GOOD FOR SMALL BUSINESSES

The purpose of the RRR cut is to support farmers, rural and agricultural development and small businesses, the PBOC said.

"Liquidity for Chinese banks is plentiful given their excessive reserves. Reserves of cash over the required amounts are roughly at 3 trillion yuan (490 billion U.S. dollars)," said Yao Yudong, director for the PBOC's finance research institute.

Cutting the RRR and the benchmark interest rates will make monetary policy adjustment more targeted and effective in supporting the real economy, according to Yao.

Despite the drumroll of RRR and rate cuts, borrowing costs for small enterprises remain stubbornly high as risk-averse banks remain reluctant to lend them money.

The Chinese government is encouraging mass entrepreneurship and innovation, most of which will inevitably come from smaller businesses, believing they can inject more vitality to a sputtering economy that has be spoiled by state-led investment for years.

MANNA FROM HEAVEN FOR THE STOCK MARKET

The latest easing may forestall further sell-off of the Chinese stock market next week, which teeters on the brink of systemic financial woes.

The stock market has been through a nightmarish two weeks following moves to cool debt-fuelled rallies and investors' concerns about bubbles.

The benchmark Shanghai Composite Index has slumped 18.8 percent from a peak of 5,178.19 points on June 12. A total of 12.1 trillion yuan in market capitalization on the Shanghai and Shenzhen bourses was wiped out.

Pessimism shrouded the market before the cuts.
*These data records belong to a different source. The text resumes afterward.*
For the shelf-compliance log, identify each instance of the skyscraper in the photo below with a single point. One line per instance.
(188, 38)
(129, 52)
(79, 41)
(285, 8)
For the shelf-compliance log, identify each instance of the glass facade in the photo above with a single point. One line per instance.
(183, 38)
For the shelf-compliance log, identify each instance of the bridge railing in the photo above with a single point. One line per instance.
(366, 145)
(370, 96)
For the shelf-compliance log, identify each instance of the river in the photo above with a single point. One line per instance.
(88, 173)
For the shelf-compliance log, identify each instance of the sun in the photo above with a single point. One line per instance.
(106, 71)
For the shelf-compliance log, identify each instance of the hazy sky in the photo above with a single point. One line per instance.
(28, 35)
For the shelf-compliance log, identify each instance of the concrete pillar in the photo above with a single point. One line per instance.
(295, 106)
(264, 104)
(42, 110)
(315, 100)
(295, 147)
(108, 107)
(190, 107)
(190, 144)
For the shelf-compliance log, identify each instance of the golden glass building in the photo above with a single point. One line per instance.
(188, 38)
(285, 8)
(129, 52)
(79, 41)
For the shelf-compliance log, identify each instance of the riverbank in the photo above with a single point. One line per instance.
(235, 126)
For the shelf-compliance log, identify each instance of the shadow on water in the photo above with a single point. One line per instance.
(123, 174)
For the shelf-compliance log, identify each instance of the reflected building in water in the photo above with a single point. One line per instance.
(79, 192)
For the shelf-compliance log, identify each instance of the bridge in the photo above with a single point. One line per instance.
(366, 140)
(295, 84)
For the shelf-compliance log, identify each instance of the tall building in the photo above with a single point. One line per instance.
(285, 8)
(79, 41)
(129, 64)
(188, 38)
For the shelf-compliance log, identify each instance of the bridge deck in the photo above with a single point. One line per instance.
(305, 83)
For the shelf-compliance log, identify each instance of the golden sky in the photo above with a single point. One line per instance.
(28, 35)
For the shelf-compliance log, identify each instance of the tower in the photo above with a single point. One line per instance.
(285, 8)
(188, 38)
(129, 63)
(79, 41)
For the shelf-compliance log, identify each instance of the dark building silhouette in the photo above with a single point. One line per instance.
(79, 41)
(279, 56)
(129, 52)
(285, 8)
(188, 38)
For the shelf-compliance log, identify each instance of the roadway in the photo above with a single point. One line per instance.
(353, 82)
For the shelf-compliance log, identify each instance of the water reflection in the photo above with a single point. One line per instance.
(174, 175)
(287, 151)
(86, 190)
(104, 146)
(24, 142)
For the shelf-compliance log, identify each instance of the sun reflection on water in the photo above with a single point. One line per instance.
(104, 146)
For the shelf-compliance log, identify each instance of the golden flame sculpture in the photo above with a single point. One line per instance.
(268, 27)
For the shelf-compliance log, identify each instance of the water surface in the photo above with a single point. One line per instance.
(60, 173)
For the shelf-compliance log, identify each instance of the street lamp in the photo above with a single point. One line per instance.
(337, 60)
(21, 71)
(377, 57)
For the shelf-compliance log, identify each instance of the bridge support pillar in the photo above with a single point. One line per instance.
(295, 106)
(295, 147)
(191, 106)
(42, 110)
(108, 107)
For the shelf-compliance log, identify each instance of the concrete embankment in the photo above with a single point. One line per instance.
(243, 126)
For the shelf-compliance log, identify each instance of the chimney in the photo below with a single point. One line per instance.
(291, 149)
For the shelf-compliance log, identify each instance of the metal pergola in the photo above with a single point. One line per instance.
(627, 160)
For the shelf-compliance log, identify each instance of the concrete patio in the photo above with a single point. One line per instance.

Most analysts consider a decline of 20 percent from the recent peak means the advent of a bear market.

The stock market has staged an impressive rebound since the second half of last year, a phenomenon generally considered an opportunity for big state-owned enterprises to pay off debts and small businesses to access much needed capital support. However, worries have grown increasingly acute on consensus that soaring stock prices pushed up by a frenzy of speculation are unsustainable.